Gung Ho Congressmen Give Me the Heebie Jeebies

If Manny Pacquiao becomes president, I swear I shall stick a pump into my jugular and drain all the idealism out of me and bury it without ceremony into the deepest cesspit of this country. Well, okay, probably nothing that dramatic since by the time that horrible event would have come to pass, I’d have been out of college and into a crappy job. No sweat.

But seriously. President Manny ‘Pacman’ Pacquiao is a strange, choke of a sound the more enlightened citizens of the Philippines would love to avoid uttering one day. That is why the proposed shift from a presidential to a parliamentary form of government appeals to some intellectuals. Since they come from the middle to upper class, they are aware that they are outnumbered by the non-intellectuals who would vote for the most popular, and not the most competent. Popularity is an easy variable to measure. But competence? Who has the right to and who will be right in measuring competence? The answer of the pro-Charter Change is a parliament.
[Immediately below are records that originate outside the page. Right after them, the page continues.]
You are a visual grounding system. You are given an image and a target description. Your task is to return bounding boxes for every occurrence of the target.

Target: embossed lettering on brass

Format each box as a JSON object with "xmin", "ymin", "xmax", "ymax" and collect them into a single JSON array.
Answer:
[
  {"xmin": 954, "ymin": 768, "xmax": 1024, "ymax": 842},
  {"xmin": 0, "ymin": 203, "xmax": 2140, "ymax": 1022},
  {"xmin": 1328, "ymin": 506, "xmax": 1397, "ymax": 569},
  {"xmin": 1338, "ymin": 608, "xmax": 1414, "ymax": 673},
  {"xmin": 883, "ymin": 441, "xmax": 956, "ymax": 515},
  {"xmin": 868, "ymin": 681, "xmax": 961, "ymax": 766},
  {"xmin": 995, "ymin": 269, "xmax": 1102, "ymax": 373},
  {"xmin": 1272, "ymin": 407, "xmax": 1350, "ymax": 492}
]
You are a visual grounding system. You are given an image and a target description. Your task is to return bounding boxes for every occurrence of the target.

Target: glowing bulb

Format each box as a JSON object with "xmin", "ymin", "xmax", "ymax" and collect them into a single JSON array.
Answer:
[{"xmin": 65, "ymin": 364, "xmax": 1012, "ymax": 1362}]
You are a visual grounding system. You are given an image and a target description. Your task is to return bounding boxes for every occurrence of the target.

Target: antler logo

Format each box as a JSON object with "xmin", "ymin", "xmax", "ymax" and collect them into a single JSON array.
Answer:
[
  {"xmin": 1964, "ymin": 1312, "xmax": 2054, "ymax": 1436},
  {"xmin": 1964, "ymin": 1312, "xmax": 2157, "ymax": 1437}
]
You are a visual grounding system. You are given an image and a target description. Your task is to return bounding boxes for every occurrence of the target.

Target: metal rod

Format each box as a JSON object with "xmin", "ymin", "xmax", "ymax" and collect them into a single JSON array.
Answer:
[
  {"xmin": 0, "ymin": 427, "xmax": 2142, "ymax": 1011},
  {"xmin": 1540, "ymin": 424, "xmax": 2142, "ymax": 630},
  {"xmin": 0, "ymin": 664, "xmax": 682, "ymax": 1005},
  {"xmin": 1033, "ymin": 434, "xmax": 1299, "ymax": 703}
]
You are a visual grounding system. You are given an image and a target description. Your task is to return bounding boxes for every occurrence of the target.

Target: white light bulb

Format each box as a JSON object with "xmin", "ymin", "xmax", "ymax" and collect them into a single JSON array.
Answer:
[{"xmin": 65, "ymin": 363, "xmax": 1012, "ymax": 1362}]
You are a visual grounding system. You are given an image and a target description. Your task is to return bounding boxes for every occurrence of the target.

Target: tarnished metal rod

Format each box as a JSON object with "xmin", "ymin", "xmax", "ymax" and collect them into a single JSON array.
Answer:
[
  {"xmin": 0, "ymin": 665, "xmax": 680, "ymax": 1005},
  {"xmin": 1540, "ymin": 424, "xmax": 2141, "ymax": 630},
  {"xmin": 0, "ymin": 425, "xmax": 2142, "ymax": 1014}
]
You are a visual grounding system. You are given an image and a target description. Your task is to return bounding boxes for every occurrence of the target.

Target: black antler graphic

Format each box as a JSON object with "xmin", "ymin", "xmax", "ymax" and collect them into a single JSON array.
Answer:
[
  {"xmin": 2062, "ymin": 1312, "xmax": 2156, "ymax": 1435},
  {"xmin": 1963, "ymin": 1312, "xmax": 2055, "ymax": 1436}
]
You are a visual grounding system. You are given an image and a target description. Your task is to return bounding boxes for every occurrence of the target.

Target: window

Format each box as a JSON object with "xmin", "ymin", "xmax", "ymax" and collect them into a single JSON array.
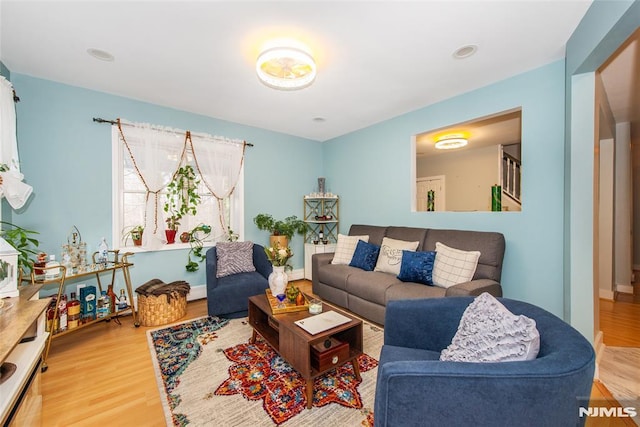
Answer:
[{"xmin": 111, "ymin": 122, "xmax": 245, "ymax": 251}]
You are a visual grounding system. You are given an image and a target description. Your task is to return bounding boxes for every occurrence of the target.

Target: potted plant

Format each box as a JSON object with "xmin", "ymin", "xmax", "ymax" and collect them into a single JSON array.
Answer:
[
  {"xmin": 0, "ymin": 221, "xmax": 40, "ymax": 280},
  {"xmin": 123, "ymin": 225, "xmax": 144, "ymax": 246},
  {"xmin": 163, "ymin": 165, "xmax": 201, "ymax": 244},
  {"xmin": 253, "ymin": 214, "xmax": 308, "ymax": 248}
]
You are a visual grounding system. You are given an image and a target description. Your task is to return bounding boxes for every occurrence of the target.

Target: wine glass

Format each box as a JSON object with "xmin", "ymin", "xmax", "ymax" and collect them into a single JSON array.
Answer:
[{"xmin": 276, "ymin": 293, "xmax": 286, "ymax": 309}]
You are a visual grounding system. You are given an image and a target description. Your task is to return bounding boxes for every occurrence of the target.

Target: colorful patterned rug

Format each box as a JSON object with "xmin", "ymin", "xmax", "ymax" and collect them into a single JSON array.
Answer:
[{"xmin": 147, "ymin": 315, "xmax": 383, "ymax": 426}]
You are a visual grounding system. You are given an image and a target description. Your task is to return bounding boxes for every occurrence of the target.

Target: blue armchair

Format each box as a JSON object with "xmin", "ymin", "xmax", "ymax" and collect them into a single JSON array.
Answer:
[
  {"xmin": 374, "ymin": 297, "xmax": 595, "ymax": 427},
  {"xmin": 205, "ymin": 244, "xmax": 272, "ymax": 318}
]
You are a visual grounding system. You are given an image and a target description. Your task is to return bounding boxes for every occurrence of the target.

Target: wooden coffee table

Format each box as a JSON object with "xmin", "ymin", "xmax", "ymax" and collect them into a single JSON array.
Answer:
[{"xmin": 248, "ymin": 294, "xmax": 363, "ymax": 409}]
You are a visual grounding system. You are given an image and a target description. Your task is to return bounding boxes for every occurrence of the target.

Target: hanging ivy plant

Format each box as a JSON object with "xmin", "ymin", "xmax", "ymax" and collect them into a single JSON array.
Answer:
[
  {"xmin": 185, "ymin": 223, "xmax": 211, "ymax": 272},
  {"xmin": 163, "ymin": 165, "xmax": 201, "ymax": 231}
]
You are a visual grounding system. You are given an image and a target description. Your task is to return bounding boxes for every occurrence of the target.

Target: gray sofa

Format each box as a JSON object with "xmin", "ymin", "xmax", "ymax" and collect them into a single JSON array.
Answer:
[{"xmin": 312, "ymin": 224, "xmax": 505, "ymax": 325}]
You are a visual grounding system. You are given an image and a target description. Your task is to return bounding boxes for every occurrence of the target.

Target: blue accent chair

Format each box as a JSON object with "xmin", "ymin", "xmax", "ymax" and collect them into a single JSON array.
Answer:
[
  {"xmin": 205, "ymin": 244, "xmax": 272, "ymax": 318},
  {"xmin": 374, "ymin": 297, "xmax": 595, "ymax": 427}
]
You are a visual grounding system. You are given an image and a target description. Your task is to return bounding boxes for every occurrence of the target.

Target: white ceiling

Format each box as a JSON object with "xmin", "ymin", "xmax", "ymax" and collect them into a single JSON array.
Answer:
[
  {"xmin": 416, "ymin": 109, "xmax": 521, "ymax": 157},
  {"xmin": 0, "ymin": 1, "xmax": 594, "ymax": 142}
]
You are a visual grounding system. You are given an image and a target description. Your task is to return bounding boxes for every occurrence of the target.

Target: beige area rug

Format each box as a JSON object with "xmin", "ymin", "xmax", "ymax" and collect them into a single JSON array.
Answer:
[
  {"xmin": 599, "ymin": 346, "xmax": 640, "ymax": 425},
  {"xmin": 147, "ymin": 316, "xmax": 383, "ymax": 426}
]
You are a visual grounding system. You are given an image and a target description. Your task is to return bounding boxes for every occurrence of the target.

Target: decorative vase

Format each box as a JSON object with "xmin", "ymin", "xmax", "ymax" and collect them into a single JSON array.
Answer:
[
  {"xmin": 179, "ymin": 232, "xmax": 190, "ymax": 243},
  {"xmin": 268, "ymin": 266, "xmax": 288, "ymax": 297},
  {"xmin": 165, "ymin": 229, "xmax": 177, "ymax": 244}
]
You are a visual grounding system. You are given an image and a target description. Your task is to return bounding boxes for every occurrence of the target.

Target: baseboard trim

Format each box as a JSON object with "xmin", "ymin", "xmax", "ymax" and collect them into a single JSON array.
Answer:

In a parliament, the MPs or the members of the parliament will be elected by the people, much like the way we elect congressmen. They would, in turn, elect and remove the Prime Minister as honest representatives of the people. Isn’t that great? We would have MPs who are smart and rich enough to get themselves elected into office. It should follow, of course, that they won’t elect someone like Pacman as Prime Minister. They would know that competence should be the middle name of the highest governing official in the land. Not Pacman. Nor Poe. Nor Erap.

However, the above situation is theoretical. Theoretically, the MP’s would be elected by the people. Theoretically, once they are elected they would honestly represent the desires of their voters by choosing and removing the country’s ruler. Theoretically, they would know who is most competent to lead the nation because they would, theoretically, be an educated lot who’ve heard about economic equilibrium and political stability and lots of other for-smart-people-only gunk.

Theoretically. Looking into the activities of the House of Representatives in the past two week or so, we have a pretty good picture of our future Parliament. We saw congressmen railroading a proposal in two days, breaking their own house rules which they ordinarily, elaborately, and lengthily follow amid public outrage. We heard a congressman screaming ‘you are not representatives!’ to the same people he represents. They are the future members of the parliament. Please do not entertain the illusion that a new breed of selfless politicians will emerge once a parliament is established. Please do not also dream awake of a competent prime minister, given that the same selfish, educated idiots would be the one to vote for her—and worse, she comes from them.

Education would not necessarily give people honesty, responsibility, compassion, and public accountability. The competence to govern a country may be measured by educational background, but the competence to govern well can be measured by virtue. Education and virtue do not come in a buy-one-take-one package. Charter Change can not make it so.

4 Comments:

Anonymous Anonymous said...

Interesting article :) I'd write a rebuttal to this if I weren't to busy :)

11:23 PM  
Blogger Ferretti shoes said...

that's sad then. :(

6:51 AM  
Anonymous Anonymous said...

That was supposed to be "^too busy" Anyway I'll give you a good rebuttal just wait :) http://tabulas.com/~jaywalker_1982

7:14 PM  
Blogger Ferretti shoes said...

well, okay then. i'm good at waiting. anyway, i'm supposed to have considerably improved.